第2話:幼馴染が迎えに来た!
鏡に映る自分に驚きつつも、身支度を整える。
映画やドラマの主人公なら躊躇って何も出来ないのだろうが、私は生粋のヲタクだ。
入れ替わりや異世界作品を何百と嗜んできている。
テンプレの「一体どういうことなの……?」なんて躊躇いはしない。
きっとこれは夢なのだろう。
あぁ、なんて都合の良い夢!妖精さんありがとう!!
現実世界では既にガラケーと呼ばれる折り畳み式の携帯電話を発見した。
それで日にち確認すると、今日は平日。ということは学校がある。
そしてハンガーにかかっているのは、憧れていた貝ヶ咲中学校のもの。
と、いうことは……ということはだよ!?
私は憧れの葵先輩と同じ学校に通っている生徒ということになるのではーー!?
時計を見上げると午前七時半。
家の中をそうっと見まわしてみたけれど、誰もいない。
仕方ないのでキッチンにある紅茶を淹れて飲むことにした。
棚を開けると可愛いティーカップがたくさん並んでいてテンションが上がる。
あっ!憧れていただけで買えなかった有名ブランドの星座シリーズのカップが……!
可愛くて欲しかったんだけど、お値段が可愛くないから買えなかったんだよね。
束の間の夢ならば、遠慮せずに使っちゃおうっと。
躊躇いもせずに星座シリーズのティーカップを取り出し、紅茶を注いだ。
紅茶を飲みながらぼんやりと、眠りにつく前について思い出す。
そういえば眠る前に紅茶を飲んで妖精に願ったんだっけ。
"夢小説の中に行きたい"って。
そのあと、急に眠気が来たんだよね。それで今私は夢の中にいると思うんだけど。
こんなはっきりした夢って初めてだから、少し不思議な気分かも。
願いが叶ったとすれば、これは私の書いた夢小説の中なのかな。
確かに先ほど居た自分の部屋も、家の作りも私の理想通りだ。
だとしたら家族がいないのも頷ける。
私はラブコメなどでよくある都合の良い設定を採用していたから。
それは『両親が海外出張のため実家に一人暮らし状態』というスキルだ。
このスキルがあればいつでも異性を家に連れ込みラッキースケベを行うことが出来るんだよね。

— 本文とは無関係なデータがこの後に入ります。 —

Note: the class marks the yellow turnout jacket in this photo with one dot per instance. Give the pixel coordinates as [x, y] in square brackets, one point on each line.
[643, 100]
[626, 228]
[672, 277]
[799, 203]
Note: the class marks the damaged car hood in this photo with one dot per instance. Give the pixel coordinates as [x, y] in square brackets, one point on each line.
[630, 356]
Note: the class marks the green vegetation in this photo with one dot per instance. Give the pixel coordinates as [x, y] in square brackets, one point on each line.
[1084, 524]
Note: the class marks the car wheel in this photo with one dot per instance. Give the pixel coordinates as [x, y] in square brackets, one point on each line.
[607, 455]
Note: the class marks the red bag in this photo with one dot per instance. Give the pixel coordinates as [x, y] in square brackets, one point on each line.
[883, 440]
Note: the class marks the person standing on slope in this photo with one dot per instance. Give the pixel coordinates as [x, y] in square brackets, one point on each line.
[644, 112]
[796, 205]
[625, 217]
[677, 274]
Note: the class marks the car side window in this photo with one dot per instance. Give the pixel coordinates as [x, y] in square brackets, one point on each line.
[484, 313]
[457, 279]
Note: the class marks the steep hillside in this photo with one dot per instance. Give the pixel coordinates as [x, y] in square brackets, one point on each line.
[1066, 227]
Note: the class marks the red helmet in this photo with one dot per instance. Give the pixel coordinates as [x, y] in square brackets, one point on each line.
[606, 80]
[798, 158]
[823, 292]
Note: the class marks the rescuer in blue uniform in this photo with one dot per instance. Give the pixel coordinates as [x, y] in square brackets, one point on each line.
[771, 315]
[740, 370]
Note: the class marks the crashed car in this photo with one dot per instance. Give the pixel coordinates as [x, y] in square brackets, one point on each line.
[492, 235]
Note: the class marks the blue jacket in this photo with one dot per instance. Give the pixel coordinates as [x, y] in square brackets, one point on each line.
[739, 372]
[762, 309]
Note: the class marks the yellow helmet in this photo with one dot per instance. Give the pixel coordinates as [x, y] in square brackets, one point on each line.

専ら男性向けゲームとかに多い設定なんだけど、私は憧れていたので自分の夢小説にもその設定を採用していた。
うーん。それにしても……何度見てもすごく綺麗な手だなぁ。
華奢で真っ白だし、足だって余計な肉がついていないせいかすっごく軽い。
いかに現実の自分がデブだったか分かる。
いや、健康診断では標準体型だったけどね!
自分の身体にみとれていると、インターフォンが鳴った。
「はーい!」
勝手知ったる他人の家とはよく言ったものだけれど、ここは私が作り出した家なのだから最早第二の家と言っても良いだろう。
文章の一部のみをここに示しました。